A realização da cúpula do G20 Social e do evento denominado ‘Janjapalooza’ custou até R$ 83,45 milhões aos cofres públicos, segundo informações reveladas pelo jornal Estadão. O evento, promovido no Rio de Janeiro e amplamente divulgado pela primeira-dama Janja da Silva, foi financiado por empresas estatais brasileiras, sem qualquer patrocínio privado.

Divisão dos Gastos

A cúpula e o festival foram financiados por um acordo de cooperação internacional entre quatro estatais brasileiras e a Organização dos Estados Ibero-americanos (OEI), responsável pela organização do festival. As empresas estatais comprometeram-se a repassar:

  • Banco Nacional de Desenvolvimento Econômico e Social (BNDES): R$ 18,5 milhões
  • Banco do Brasil (BB): R$ 18,5 milhões
  • Caixa Econômica Federal: R$ 18,5 milhões
  • Petrobras: R$ 12,95 milhões
  • Itaipu Binacional: R$ 15 milhões para eventos paralelos.

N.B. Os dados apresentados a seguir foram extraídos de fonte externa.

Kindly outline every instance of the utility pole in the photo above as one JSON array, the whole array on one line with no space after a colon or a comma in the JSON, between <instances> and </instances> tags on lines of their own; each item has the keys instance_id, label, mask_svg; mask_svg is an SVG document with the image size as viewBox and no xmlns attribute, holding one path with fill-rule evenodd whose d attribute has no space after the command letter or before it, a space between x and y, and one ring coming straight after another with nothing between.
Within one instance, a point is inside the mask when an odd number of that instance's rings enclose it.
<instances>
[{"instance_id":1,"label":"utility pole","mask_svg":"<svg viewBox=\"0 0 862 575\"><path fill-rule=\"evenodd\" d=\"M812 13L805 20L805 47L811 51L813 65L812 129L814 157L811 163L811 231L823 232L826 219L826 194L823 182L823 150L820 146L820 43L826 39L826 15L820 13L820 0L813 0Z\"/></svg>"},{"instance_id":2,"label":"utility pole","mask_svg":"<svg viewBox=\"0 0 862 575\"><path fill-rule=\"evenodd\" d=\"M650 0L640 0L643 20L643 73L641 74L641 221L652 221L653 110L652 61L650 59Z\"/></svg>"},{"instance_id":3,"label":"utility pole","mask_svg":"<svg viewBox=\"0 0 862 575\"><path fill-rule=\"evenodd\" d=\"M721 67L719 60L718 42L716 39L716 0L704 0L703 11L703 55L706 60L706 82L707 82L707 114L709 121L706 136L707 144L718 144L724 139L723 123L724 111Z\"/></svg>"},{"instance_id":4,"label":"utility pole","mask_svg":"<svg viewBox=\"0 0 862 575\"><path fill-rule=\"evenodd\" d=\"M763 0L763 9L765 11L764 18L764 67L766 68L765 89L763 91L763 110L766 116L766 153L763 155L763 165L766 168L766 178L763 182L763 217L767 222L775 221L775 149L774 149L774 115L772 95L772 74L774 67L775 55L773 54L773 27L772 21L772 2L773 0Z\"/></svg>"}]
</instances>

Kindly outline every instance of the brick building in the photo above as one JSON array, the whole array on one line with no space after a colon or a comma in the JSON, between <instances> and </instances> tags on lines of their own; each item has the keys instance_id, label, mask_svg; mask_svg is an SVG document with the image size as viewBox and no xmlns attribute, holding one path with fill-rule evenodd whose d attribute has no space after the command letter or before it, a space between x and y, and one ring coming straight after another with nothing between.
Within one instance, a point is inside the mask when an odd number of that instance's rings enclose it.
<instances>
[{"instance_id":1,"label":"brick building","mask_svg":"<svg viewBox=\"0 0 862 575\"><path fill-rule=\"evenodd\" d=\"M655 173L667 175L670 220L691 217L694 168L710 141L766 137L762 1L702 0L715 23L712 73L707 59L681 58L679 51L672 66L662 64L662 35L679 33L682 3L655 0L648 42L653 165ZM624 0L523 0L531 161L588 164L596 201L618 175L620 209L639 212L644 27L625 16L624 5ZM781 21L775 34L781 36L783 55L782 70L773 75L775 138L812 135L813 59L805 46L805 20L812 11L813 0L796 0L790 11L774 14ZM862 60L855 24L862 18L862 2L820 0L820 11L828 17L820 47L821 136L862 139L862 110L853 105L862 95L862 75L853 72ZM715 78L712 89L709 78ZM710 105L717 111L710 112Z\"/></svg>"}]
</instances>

O total somou R$ 83,45 milhões, embora o Ministério da Cultura tenha informado que o montante foi de R$ 77,3 milhões, considerando também o apoio logístico da Prefeitura do Rio de Janeiro.

Polêmica e Críticas

O evento mais criticado foi o ‘Janjapalooza’, com um custo de R$ 28,3 milhões, que incluiu despesas como passagens aéreas, hospedagem de convidados, cenografia, infraestrutura, e locação de equipamentos. A primeira-dama, Janja, se irritou com o apelido do evento, esclarecendo que se tratava da Aliança Global contra a Fome e a Pobreza, não reconhecendo o termo “Janjapalooza”.

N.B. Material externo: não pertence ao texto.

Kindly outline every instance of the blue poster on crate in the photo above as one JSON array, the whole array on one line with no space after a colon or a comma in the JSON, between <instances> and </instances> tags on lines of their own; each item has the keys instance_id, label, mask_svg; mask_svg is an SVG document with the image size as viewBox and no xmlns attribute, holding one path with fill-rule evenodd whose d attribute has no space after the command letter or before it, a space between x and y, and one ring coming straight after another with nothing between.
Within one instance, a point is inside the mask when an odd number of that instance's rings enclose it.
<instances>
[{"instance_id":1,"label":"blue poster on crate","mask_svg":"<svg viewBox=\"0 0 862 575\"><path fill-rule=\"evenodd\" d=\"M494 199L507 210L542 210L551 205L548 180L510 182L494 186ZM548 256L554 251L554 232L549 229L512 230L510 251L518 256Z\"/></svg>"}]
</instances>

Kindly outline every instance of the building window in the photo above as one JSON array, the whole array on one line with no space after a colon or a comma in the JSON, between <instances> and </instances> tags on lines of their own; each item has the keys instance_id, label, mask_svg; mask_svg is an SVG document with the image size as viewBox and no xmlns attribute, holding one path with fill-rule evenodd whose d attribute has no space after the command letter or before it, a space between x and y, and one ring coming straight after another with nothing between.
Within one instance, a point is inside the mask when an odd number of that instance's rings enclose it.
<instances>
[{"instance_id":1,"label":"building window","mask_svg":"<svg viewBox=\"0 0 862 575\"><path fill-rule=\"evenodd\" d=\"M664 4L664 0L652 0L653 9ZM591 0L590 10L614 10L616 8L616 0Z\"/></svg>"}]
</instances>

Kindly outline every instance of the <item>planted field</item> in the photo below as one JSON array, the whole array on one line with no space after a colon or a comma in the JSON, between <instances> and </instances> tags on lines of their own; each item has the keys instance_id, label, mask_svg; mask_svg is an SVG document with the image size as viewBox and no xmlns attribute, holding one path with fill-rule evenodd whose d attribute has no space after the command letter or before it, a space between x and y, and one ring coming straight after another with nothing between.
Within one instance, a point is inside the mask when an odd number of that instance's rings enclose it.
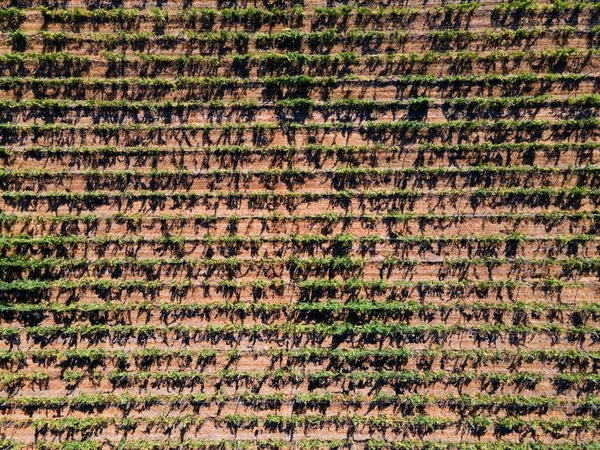
<instances>
[{"instance_id":1,"label":"planted field","mask_svg":"<svg viewBox=\"0 0 600 450\"><path fill-rule=\"evenodd\" d=\"M599 19L0 0L0 446L600 449Z\"/></svg>"}]
</instances>

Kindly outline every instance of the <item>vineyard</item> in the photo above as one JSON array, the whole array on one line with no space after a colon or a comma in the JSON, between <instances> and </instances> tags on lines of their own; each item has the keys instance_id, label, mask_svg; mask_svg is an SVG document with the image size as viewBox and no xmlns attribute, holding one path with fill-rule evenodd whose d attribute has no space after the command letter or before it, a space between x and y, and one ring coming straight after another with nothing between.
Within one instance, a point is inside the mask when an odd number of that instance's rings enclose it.
<instances>
[{"instance_id":1,"label":"vineyard","mask_svg":"<svg viewBox=\"0 0 600 450\"><path fill-rule=\"evenodd\" d=\"M600 450L600 3L0 30L0 450Z\"/></svg>"}]
</instances>

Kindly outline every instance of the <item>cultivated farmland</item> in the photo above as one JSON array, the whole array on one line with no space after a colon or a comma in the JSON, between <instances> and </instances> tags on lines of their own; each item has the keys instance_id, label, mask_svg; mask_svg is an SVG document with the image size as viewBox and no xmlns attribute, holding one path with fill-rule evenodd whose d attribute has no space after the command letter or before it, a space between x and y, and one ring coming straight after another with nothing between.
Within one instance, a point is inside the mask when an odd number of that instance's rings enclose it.
<instances>
[{"instance_id":1,"label":"cultivated farmland","mask_svg":"<svg viewBox=\"0 0 600 450\"><path fill-rule=\"evenodd\" d=\"M2 449L600 449L600 4L0 5Z\"/></svg>"}]
</instances>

Além disso, o deputado Guto Zacarias criou o “Janjômetro”, um site para contabilizar os gastos públicos relacionados a Janja, sugerindo que ela estaria conduzindo uma “farra” com o dinheiro público.

Ausência de Patrocínio Privado

Outro ponto que gerou críticas foi a ausência de patrocínio privado, considerando que as estatais envolvidas, como Petrobras e Correios, enfrentam sérios problemas financeiros. O uso de recursos públicos em um contexto de restrições orçamentárias gerou um debate sobre a eficiência da gestão dos recursos, com a oposição utilizando o episódio para criticar o governo. Por outro lado, apoiadores defendem a relevância do evento para projetar o Brasil internacionalmente.

Transparência nos Gastos

Janja, que foi funcionária da Itaipu Binacional entre 2005 e 2020, também foi alvo de questionamentos sobre a transparência nos gastos relacionados ao evento.